In its continued efforts against tax evasion, the Financial Crimes Enforcement Network (FinCEN) has introduced new rules regarding ownership disclosure for U.S. entities. Seasoned expats and digital nomads will recognize the FinCEN stamp from their regular FBAR submissions alongside their tax returns, especially those reporting foreign bank accounts.
Rule Summary: FinCEN now mandates companies to disclose beneficial ownership details through the
Beneficial Ownership Information (BOI) Report. One might wonder why the IRS and FinCEN, both under the Treasury's purview, aren't simply consolidating and sharing this information.
Who Should Report:
Domestic Entities: This includes U.S. corporations, limited liability companies (LLCs), partnerships and other entities established by the filing of formation documents with a state or similar authority as per state or Indian tribal laws.

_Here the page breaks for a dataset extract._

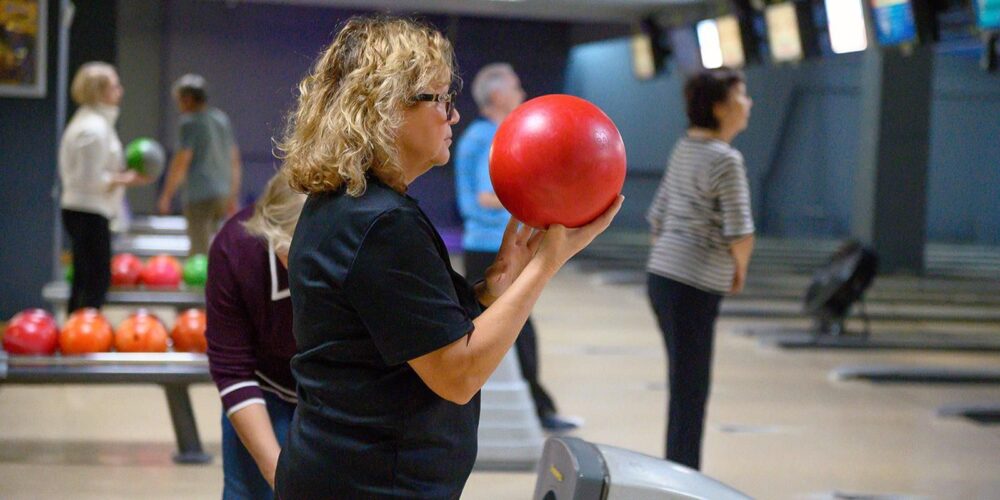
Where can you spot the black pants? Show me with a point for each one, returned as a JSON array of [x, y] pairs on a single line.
[[686, 316], [526, 344], [90, 240]]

Foreign Reporting Companies: Companies formed in accordance with foreign country laws but treated as a corporation or LLC for U.S. tax objectives and registered to conduct business in any state or tribal jurisdiction.
Definition of Beneficial Owner: This refers to an individual who:
Directly or indirectly has significant control over a reporting entity.

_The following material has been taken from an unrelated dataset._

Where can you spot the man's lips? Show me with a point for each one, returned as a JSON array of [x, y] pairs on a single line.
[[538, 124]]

Holds or controls at least 25% of the entity's ownership interests. Substantial control usually means the ability to make major decisions for the entity.
Information Reported:
Companies must provide the following information about beneficial owners:
Name
Birthdate
Address
A unique ID, accompanied by a photo (and not that flattering selfie from last summer).
Report Submission Deadlines: Entities established or registered before January 1, 2024, have until January 1, 2025, to submit their initial reports. Those founded or registered after January 1, 2024, have 30 days following their notification to file their inaugural reports.